Diyabetin kötü sonuçlarından korunmaları için hastaların neler yapması gerektiğini aktaran Dr. Özportakal, “Öncelikle kan şekerini kontrol altında almaları gerekiyor. Ve bunu yaparken de şeker haplarının ve insülinlerin ötesinde öncelikli olarak yaşam tarzı değişikliğini hayatlarına katmaları gerekiyor. Yaşam tarzı değişikliği derken neleri kastediyoruz? Tabi ki bunun ilk basamağı beslenme önerileri. Hastaların şeker ve rafine karbonhidrattan uzak durmalarını istiyoruz. Öğünlerini küçük porsiyonlarda tüketmelerini ve uzun süre aç kalmaktan kaçınmalarını istiyoruz. Lifli gıdaları ve glisemik indeksi düşük ürünleri tüketmelerini istiyoruz. Bunun yanında, gazlı içecekler ya da çok yüksek miktarda şeker ihtiva eden içecekleri tüketmemelerini ve günlük en azından 1,5-2 litre su tüketimini alışkanlık haline getirmelerini istiyoruz” şeklinde konuştu. “Diyabet tedavi edilebilir bir hastalıktır”

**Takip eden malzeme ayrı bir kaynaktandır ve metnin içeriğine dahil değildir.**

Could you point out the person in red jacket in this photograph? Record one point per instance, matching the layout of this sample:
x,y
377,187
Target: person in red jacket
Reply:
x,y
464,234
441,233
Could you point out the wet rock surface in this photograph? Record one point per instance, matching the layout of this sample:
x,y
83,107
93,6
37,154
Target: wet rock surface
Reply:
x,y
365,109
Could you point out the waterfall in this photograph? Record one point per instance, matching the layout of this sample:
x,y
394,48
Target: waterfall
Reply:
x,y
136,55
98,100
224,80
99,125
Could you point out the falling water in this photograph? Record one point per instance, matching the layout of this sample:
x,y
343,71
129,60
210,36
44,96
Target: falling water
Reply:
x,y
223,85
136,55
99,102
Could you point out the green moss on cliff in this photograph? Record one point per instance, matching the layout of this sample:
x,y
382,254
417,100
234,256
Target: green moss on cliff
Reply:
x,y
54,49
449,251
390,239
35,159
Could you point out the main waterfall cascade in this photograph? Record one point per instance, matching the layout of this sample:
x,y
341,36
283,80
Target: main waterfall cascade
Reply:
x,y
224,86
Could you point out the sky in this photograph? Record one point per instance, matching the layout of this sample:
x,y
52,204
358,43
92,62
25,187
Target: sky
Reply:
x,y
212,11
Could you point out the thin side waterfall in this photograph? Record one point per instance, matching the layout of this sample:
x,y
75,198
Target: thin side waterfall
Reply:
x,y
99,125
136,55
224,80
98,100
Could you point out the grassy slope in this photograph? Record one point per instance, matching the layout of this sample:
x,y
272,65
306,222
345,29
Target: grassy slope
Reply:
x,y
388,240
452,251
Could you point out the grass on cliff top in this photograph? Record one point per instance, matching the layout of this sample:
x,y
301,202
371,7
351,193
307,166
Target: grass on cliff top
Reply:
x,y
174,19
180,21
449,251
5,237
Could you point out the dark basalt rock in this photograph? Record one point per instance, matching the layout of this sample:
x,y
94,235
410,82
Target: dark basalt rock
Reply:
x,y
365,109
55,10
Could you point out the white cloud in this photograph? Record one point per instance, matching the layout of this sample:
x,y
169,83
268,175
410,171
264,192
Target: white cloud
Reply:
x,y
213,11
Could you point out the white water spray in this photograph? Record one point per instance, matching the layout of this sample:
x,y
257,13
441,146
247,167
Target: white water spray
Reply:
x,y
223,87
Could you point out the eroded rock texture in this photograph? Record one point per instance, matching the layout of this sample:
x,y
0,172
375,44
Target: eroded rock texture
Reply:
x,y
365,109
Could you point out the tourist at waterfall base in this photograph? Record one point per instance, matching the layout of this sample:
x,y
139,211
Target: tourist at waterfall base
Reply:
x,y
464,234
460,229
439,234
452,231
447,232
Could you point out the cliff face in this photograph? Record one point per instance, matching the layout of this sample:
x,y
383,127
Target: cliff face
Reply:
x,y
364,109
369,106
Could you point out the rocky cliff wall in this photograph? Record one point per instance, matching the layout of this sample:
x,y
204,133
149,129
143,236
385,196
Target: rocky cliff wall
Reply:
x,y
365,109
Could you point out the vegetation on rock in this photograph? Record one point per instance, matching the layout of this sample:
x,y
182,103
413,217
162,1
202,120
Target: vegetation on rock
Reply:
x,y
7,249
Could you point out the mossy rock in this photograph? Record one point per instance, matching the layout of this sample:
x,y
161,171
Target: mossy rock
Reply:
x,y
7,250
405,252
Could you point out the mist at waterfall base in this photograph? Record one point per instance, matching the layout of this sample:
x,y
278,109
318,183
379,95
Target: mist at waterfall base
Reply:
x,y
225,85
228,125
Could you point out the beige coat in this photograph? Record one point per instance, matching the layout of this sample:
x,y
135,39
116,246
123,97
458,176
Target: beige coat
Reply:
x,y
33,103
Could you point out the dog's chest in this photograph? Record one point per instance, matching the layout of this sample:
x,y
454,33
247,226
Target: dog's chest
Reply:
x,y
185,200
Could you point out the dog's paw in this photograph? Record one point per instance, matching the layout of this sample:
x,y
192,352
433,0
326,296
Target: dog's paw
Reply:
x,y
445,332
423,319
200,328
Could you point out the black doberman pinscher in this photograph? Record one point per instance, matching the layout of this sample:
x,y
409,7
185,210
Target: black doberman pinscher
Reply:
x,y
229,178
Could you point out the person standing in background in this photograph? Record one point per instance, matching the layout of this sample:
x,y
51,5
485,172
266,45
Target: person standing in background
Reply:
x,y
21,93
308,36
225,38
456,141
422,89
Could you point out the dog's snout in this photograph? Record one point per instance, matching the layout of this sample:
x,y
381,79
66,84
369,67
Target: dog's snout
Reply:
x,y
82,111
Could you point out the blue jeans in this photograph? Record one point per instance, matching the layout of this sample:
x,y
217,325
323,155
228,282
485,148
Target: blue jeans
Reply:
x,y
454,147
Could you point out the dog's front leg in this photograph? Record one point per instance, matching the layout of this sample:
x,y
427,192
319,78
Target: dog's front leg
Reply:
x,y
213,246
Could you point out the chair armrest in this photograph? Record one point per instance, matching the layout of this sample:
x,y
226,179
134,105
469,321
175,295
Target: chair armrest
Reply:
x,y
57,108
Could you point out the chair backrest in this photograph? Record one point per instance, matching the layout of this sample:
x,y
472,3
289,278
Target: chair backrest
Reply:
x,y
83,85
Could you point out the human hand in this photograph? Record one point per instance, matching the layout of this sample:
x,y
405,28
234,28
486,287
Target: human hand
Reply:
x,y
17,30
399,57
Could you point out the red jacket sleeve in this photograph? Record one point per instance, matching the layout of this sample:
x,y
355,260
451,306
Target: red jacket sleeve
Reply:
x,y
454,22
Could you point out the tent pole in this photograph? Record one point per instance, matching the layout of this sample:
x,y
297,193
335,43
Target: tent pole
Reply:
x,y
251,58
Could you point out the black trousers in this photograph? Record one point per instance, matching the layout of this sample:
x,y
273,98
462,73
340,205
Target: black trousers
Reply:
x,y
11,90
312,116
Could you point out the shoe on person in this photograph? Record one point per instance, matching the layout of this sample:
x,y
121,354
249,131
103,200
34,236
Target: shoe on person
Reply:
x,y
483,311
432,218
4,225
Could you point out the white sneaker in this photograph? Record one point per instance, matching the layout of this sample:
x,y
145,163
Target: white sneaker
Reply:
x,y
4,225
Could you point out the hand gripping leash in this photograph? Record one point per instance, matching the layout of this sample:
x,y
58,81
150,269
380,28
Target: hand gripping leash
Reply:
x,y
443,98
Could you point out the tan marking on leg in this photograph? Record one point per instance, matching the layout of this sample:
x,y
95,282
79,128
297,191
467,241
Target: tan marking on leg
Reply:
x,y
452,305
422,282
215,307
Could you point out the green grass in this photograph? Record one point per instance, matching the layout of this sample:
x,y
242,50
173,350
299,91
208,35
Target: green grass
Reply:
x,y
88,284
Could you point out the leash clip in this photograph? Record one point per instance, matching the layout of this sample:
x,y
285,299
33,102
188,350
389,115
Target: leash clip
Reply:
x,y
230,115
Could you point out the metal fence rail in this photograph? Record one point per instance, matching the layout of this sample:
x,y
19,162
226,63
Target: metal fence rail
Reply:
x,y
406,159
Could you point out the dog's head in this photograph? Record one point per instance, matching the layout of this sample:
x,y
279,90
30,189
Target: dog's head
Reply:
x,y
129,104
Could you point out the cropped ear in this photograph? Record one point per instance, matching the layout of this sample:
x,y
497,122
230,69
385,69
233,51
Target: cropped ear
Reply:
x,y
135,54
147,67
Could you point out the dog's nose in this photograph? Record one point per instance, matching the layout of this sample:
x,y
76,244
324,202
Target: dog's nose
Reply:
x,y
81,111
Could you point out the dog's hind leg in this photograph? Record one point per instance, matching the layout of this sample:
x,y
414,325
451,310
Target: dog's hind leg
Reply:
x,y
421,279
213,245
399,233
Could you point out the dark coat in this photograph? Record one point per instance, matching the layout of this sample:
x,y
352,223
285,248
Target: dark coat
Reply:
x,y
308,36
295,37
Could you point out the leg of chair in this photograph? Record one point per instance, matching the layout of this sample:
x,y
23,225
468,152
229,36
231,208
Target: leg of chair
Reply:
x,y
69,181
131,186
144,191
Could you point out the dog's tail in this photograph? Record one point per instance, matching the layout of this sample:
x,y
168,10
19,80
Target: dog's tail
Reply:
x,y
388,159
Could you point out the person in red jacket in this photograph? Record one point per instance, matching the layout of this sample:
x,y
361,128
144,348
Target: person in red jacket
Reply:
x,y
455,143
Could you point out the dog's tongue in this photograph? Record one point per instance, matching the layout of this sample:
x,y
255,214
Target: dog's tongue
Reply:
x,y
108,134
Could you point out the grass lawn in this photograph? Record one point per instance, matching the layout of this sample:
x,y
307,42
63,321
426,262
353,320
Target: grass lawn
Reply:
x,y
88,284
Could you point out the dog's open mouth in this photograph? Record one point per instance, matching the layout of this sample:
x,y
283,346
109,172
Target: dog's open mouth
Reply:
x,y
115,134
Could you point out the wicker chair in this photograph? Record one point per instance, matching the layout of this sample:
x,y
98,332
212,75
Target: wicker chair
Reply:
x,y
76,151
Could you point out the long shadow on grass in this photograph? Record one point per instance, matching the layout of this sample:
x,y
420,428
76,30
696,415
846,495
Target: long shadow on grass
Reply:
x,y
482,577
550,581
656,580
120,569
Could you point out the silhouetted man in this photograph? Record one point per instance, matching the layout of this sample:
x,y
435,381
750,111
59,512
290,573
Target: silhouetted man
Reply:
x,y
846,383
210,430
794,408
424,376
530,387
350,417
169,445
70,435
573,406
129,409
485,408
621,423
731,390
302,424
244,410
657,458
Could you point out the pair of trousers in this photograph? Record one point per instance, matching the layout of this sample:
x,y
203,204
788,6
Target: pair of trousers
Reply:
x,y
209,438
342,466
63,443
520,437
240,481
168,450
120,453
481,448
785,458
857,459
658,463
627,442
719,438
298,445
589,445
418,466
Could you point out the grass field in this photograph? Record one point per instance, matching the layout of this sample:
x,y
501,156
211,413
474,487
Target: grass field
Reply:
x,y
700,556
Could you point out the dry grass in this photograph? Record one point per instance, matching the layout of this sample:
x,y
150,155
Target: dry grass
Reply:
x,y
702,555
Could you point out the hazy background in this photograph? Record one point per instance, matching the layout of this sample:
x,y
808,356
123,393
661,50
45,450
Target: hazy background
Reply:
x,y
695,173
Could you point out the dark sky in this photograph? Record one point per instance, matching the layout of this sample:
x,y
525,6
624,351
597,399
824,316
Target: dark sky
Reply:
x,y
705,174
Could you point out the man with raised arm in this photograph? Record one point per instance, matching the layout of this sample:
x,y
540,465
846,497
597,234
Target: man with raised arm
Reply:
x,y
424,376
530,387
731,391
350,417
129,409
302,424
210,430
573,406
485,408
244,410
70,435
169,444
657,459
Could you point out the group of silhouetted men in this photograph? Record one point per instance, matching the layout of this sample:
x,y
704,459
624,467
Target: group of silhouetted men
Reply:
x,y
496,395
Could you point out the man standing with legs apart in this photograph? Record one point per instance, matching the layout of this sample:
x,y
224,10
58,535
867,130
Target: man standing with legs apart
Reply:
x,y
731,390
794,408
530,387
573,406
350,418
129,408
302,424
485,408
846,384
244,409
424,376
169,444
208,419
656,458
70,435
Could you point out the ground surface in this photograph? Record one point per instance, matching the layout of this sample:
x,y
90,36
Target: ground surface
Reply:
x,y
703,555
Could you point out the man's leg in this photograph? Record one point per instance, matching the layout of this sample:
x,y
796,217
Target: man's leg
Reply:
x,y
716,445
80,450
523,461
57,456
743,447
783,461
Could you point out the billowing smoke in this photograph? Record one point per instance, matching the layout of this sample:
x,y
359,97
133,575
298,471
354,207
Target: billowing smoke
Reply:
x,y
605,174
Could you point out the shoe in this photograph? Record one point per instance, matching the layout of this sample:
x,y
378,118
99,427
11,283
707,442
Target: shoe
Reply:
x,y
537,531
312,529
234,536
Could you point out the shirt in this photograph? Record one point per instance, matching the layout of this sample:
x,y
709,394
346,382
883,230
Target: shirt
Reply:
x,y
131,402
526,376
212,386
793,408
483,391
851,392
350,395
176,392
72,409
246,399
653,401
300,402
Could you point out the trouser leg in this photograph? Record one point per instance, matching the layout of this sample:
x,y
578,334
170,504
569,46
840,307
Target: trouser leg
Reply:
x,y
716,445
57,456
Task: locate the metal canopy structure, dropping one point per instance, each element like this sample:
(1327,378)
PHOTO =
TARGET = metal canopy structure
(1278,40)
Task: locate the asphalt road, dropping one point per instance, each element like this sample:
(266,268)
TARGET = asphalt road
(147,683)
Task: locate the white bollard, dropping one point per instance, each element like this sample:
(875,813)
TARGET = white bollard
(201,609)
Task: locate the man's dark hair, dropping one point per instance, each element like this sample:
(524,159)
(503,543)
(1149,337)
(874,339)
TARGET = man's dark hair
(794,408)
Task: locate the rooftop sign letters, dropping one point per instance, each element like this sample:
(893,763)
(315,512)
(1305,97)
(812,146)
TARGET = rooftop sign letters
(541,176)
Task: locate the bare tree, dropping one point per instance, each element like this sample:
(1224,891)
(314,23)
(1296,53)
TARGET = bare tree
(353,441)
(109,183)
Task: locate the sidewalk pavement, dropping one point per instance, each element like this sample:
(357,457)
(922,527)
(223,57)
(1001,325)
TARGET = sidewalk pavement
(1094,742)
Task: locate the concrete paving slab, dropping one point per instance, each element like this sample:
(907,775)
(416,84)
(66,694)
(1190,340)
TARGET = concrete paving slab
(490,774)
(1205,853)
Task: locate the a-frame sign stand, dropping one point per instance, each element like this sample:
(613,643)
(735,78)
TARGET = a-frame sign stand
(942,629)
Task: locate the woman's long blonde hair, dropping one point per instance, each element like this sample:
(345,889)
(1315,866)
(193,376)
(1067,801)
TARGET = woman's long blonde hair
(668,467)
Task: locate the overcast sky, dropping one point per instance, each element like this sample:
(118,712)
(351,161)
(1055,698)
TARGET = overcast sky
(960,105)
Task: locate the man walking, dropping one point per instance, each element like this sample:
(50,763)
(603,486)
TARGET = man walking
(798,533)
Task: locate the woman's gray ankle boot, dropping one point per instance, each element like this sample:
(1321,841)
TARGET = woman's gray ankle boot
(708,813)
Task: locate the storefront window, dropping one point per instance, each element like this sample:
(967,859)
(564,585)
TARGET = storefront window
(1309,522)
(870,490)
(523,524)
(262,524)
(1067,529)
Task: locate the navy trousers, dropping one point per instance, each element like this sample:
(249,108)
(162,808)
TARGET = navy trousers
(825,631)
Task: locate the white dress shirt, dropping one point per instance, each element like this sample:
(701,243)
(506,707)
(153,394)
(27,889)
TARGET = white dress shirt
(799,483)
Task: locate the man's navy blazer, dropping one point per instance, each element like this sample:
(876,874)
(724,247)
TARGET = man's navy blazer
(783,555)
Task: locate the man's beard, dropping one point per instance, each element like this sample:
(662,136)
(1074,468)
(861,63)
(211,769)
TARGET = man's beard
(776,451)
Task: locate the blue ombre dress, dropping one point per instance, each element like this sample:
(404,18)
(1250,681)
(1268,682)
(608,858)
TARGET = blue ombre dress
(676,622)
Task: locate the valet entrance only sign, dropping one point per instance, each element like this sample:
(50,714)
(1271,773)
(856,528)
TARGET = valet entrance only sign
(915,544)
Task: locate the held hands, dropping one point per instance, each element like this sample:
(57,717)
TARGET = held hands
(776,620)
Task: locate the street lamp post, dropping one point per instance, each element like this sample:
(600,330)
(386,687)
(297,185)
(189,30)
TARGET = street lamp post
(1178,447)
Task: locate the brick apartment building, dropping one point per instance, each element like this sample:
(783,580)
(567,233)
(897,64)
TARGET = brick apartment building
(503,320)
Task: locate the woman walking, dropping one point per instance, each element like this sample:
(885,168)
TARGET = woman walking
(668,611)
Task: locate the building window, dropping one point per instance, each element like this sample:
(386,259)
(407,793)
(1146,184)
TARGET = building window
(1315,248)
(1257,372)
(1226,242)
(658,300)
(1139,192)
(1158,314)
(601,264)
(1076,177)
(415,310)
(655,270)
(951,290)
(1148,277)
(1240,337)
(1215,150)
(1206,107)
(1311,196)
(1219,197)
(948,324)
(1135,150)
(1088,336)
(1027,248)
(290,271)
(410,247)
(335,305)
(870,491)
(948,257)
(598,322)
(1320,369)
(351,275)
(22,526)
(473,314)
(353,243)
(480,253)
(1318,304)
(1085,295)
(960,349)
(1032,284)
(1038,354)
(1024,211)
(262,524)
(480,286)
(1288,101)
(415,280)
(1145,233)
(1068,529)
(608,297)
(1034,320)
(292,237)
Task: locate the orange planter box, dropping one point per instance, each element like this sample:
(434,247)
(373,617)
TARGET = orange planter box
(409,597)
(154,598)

“Yaşam tarzı değişikliğinin bir diğer önemli basamağı da tütün kullanımından kaçınmak” diyen Özportakal, “Gerek diyabette, gerekse diyabetin komplikasyonlarında çok önemli bir risk faktörü. Eğer kişi bırakabiliyorsa kendi yöntemleriyle, bırakamıyorsa sigarayı bırakma polikliniklerinden faydalanarak bu alışkanlığından en kısa sürede vazgeçmeli. Bir diğer önemli husus egzersiz. Hastalarımızın günlük, düzenli olarak en az 30 dakika egzersiz yapmalarını öneriyoruz. Diyabetli hastalarımızın her biri aynı zamanda tansiyon ve kolesterol hastası adayı. Bu anlamda da ölçümlerini ve takiplerini yapmalılar. Gerekli görülen durumlarda da kısa sürede tedaviye başlanması gerekmekte. Sonuç olarak diyabet tedavi edilebilir bir hastalıktır. Eğer hastalarımız yaşam tarzı değişikliklerine uyar, verilen ilaçları düzgün bir şekilde kullanır ve düzenli olarak hekim kontrollerinden geçerlerse diyabetin neden olacağı kötü sonuçlarla karşılaşma ihtimalleri oldukça azalacaktır” ifadelerini kullandı. Diyabet Eğitim Hemşiresi Semra Kızıl, “Hastanemizde her ayın son Çarşamba günü Sertifikalı Diyabet Okulu yapıyoruz. Dahiliye doktorlarımız, diyetisyenlerimiz ve fizyoterapistlerimiz eşliğinde. Tüm diyabet hastalarını bekleriz” dedi. “Yaşam kalitem yükseldi”
Diyabet Okulu’na katılan diyabet hastalarından Kubilay Gürkan Ersoy, “Bugün 14 Kasım, Diyabet Haftası. Dünyanın her yerinde bu stantları görmemiz mümkün. Yıllarca biz de bu stantlara rast geldik fakat ben de bilmiyordum. Ta ki yaklaşık 4 yıl önce hastalığımın teşhisi konulana kadar. Öncelikle şu anda 93 kiloyum, 120-125 kilo arasıydım. Çok kiloluydum. Hazımsızlık, şişkinlik gibi birçok sağlıklı sorunum var. Dahiliye doktoruna başvurmaya karar verdim, doktor tahlilleri yaptı. Ve kanda yüksek oranda şeker bulunduğunu söyledi. Bunu normal sınıra çekmek için bir süreç gerekiyordu. Bununla ilgili eğitimlere katıldım. İlaçlarımı nasıl kullanacağımı, yeme alışkanlığımı değiştirmem gerektiğini hekimim, diyabet hemşirem ve diyetisyenim sayesinde öğrendim. 3-4 yıllık süre içerisinde, kandaki şeker değerim düştü. Durup dururken yemekten sonra uyku hali artık yok. Tüm bu sürecin sebebi, eğitimlere katılarak doğru bilgi almam. Umarım bu tür sıkıntı yaşayan vatandaşlarımızın da bu okullara katılıp gerekli desteği aldıktan sonra daha kaliteli yaşam süreceğine inanacağım tam. Nitekim benim yaşam kalitem yükseldi, şu anda daha formdayım, daha iyiyim” diye konuştu.